GARRET NELSON: So, our ratings right now, we have a strong sale on GM, and that's because we think they're in the most precarious position of the Detroit 3. Heading into the strike, they had far fewer inventories at the dealerships. If you look across their major-- their four auto brands, especially Chevy and Buick, much lower inventories than either Ford or Stellantis. They also had less cash and liquidity than the other two companies.
To be clear, all three companies have sufficient cash and liquidity on the balance sheet. That's not really a concern. But if you look at the three, GM is really in the worst position of the Detroit 3. And we have holds on both Ford and Stellantis and are comfortable with those ratings. Stellantis in particular came into this strike with a huge amount of inventory, and so we think they can wait things out, you know, longer than the other two companies.
BRAD SMITH: How easy is it for these companies to restart operations that have either been stalled because of strikes or because of people walking away from the job and being away? And then additionally, even furthermore, I mean, how much is that operation going to change in the near term either because of robotics or because of artificial intelligence that gets weaved in to the manufacturing process?
GARRET NELSON: Well, it's fairly easy to restart a plant. But when it really gets complicated are the logistics and supply chain. A lot of people don't realize the average automobile contains over 30,000 parts, and so the automakers need to make sure they have all the parts required to restart and finish assembly of vehicles at these plants. And so, you know, that's where the ripple effects can really come in.

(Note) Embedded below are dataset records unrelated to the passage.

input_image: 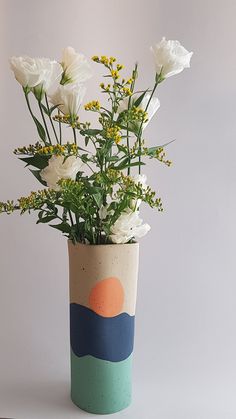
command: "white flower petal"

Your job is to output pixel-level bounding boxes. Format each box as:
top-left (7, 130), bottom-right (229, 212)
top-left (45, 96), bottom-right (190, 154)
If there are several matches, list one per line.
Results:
top-left (151, 38), bottom-right (193, 78)
top-left (40, 155), bottom-right (82, 191)
top-left (49, 84), bottom-right (86, 116)
top-left (61, 47), bottom-right (92, 83)
top-left (10, 56), bottom-right (63, 92)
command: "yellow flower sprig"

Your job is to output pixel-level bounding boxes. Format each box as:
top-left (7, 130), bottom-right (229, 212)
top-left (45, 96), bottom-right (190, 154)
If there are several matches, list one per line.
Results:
top-left (38, 143), bottom-right (78, 156)
top-left (84, 100), bottom-right (101, 112)
top-left (105, 125), bottom-right (122, 144)
top-left (13, 141), bottom-right (42, 155)
top-left (92, 55), bottom-right (124, 82)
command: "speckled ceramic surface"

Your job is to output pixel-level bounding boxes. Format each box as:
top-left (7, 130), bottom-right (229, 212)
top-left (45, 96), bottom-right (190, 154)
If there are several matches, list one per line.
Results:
top-left (68, 241), bottom-right (139, 414)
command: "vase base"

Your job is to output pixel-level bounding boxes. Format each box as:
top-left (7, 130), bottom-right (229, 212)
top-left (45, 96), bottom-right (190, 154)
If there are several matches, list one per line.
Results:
top-left (71, 351), bottom-right (132, 415)
top-left (71, 396), bottom-right (131, 415)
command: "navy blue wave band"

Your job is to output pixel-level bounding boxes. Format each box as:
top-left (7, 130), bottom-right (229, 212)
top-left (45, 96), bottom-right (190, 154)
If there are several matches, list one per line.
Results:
top-left (70, 303), bottom-right (135, 362)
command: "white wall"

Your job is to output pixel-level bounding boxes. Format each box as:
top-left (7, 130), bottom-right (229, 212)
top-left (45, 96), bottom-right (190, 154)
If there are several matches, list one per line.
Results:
top-left (0, 0), bottom-right (236, 419)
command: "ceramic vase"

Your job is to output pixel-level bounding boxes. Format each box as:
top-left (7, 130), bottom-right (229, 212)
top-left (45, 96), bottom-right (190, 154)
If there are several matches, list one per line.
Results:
top-left (68, 241), bottom-right (139, 414)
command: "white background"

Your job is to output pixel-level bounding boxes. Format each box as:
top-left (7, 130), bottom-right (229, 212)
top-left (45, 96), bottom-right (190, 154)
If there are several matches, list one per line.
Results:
top-left (0, 0), bottom-right (236, 419)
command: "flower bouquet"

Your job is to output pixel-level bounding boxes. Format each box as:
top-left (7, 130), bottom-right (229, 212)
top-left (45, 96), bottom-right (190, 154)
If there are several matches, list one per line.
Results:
top-left (0, 38), bottom-right (192, 413)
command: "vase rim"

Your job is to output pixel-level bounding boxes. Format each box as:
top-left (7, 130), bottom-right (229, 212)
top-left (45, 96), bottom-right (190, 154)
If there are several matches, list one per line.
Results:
top-left (68, 239), bottom-right (139, 248)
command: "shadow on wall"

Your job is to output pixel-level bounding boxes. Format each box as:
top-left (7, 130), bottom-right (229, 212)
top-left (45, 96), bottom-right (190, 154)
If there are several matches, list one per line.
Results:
top-left (0, 380), bottom-right (94, 419)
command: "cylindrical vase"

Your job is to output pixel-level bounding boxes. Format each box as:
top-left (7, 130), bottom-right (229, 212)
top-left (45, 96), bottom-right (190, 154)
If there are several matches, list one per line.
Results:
top-left (68, 241), bottom-right (139, 414)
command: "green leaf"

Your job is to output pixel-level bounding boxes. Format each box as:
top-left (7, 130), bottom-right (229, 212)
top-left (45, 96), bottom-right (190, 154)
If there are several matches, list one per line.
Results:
top-left (112, 161), bottom-right (145, 170)
top-left (133, 89), bottom-right (148, 108)
top-left (93, 193), bottom-right (103, 208)
top-left (36, 215), bottom-right (56, 224)
top-left (29, 169), bottom-right (47, 186)
top-left (19, 154), bottom-right (49, 169)
top-left (49, 105), bottom-right (59, 115)
top-left (49, 222), bottom-right (71, 234)
top-left (118, 122), bottom-right (139, 135)
top-left (34, 116), bottom-right (46, 143)
top-left (41, 102), bottom-right (50, 116)
top-left (80, 129), bottom-right (102, 137)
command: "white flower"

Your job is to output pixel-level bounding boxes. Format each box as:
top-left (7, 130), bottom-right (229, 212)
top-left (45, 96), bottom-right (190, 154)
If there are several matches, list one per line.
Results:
top-left (49, 84), bottom-right (86, 116)
top-left (61, 47), bottom-right (92, 84)
top-left (132, 174), bottom-right (147, 190)
top-left (98, 205), bottom-right (108, 220)
top-left (131, 174), bottom-right (147, 210)
top-left (40, 155), bottom-right (82, 191)
top-left (151, 38), bottom-right (193, 79)
top-left (118, 93), bottom-right (160, 129)
top-left (110, 209), bottom-right (151, 244)
top-left (10, 57), bottom-right (63, 92)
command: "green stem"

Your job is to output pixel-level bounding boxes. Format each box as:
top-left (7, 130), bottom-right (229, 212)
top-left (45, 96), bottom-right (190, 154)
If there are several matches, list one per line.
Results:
top-left (45, 93), bottom-right (59, 143)
top-left (58, 110), bottom-right (62, 144)
top-left (68, 210), bottom-right (74, 227)
top-left (72, 128), bottom-right (77, 144)
top-left (38, 100), bottom-right (52, 144)
top-left (24, 90), bottom-right (45, 143)
top-left (137, 80), bottom-right (159, 175)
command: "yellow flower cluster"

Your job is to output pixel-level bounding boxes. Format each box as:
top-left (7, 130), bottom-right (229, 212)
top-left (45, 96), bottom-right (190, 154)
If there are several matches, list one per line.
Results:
top-left (106, 125), bottom-right (121, 144)
top-left (0, 200), bottom-right (16, 214)
top-left (53, 114), bottom-right (79, 127)
top-left (111, 70), bottom-right (120, 80)
top-left (84, 100), bottom-right (101, 111)
top-left (100, 83), bottom-right (111, 92)
top-left (13, 141), bottom-right (42, 155)
top-left (38, 143), bottom-right (78, 156)
top-left (122, 87), bottom-right (132, 96)
top-left (18, 189), bottom-right (57, 212)
top-left (92, 55), bottom-right (116, 67)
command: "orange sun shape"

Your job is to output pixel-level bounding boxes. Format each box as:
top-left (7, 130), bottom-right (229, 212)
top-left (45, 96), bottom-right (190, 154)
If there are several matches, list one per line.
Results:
top-left (89, 277), bottom-right (124, 317)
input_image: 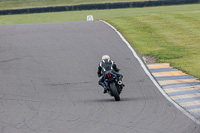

If it does damage to some of these auto suppliers and they're no longer able to produce and ship the parts that these automakers need, you know, then there's a problem. So that's really where we see a risk. And then longer term, we saw a 40-day strike by the UAW against GM just four years ago back in 2019, and here we are again.
I think the automakers, you know, they're going to have to make some strategic decisions regarding where they want their plants to be longer term. And we think, you know, one of the effects you could see is you could see more plants built in Mexico or in Canada. You know, automakers just not wanting to go through the same exercise every four year-- every four years and negotiating with the UAW, you know, who's taken a very hard line approach to negotiations.
And they're going to extract very significant concessions, which is going to drive up the labor costs of the Detroit 3, and so that's why we think, you know, really the biggest winner from the strike is Tesla-- of course, 100% nonunion company-- but also some of the foreign automakers such as Toyota, Honda, Volkswagen, et cetera.